I hope this helps. This reflects how I thought about the transition for the "classical" world into the "spatial" world. I thought about things I knew and related old query ideas to the new query ideas found in the spatial world.
Conceptually, nothing. A
JOIN simply pairs up rows based on whether a condition is true. In a spatial join, the condition is just a geometric operation on geometric data (e.g., two polygons must intersect). This does not change with spatial queries.
The reason a big deal is made of it is that spatial data is considerably more complex than other typical data types. They are a variable length, multidimensional amalgamation of several disparate pieces of data, and this means there is no obvious way to order them. The relationships between them are also more complicated as a result. Consider simple equality. What does it mean for polygon geometries to be equal? Does it mean they contain the exact same region of space, they are constructed with exactly the same vertices in exactly the same order, or something in between? All of these are valid definitions, but each one is useful only in very different contexts.
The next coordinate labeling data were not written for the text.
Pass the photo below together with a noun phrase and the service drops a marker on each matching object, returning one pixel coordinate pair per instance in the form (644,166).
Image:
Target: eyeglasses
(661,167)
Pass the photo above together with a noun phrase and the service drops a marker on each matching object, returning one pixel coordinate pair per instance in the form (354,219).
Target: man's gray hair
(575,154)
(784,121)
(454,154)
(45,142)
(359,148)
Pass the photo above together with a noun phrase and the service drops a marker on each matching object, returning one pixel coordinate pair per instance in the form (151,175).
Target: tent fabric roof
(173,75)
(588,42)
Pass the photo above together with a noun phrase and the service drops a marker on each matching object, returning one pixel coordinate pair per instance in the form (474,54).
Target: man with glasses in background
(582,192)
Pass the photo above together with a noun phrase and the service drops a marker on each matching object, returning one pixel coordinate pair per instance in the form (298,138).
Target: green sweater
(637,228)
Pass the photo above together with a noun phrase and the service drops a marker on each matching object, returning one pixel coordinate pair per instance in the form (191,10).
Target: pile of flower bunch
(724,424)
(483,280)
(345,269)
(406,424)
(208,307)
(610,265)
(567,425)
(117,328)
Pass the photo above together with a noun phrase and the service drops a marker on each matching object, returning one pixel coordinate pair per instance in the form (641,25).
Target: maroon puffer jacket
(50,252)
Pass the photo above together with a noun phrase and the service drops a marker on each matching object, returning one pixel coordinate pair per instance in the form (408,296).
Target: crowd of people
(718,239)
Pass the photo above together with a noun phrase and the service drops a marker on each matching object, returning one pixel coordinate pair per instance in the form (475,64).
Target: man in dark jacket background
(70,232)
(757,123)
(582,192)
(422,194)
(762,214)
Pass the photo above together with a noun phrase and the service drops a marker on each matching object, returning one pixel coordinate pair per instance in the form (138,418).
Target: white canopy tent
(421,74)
This complexity makes both indexing and querying efficiently more difficult. Performance is usually improved using bounding box filtering (possibly via an R-Tree index) or grid spatial indexes. Even with these improvements, the overall operation is often still more expensive than with simpler data types, where the simplicity of the data, the more simply defined relations, and the obvious ordering make it easier to leverage clever index structures and statistical analysis to automatically optimize queries.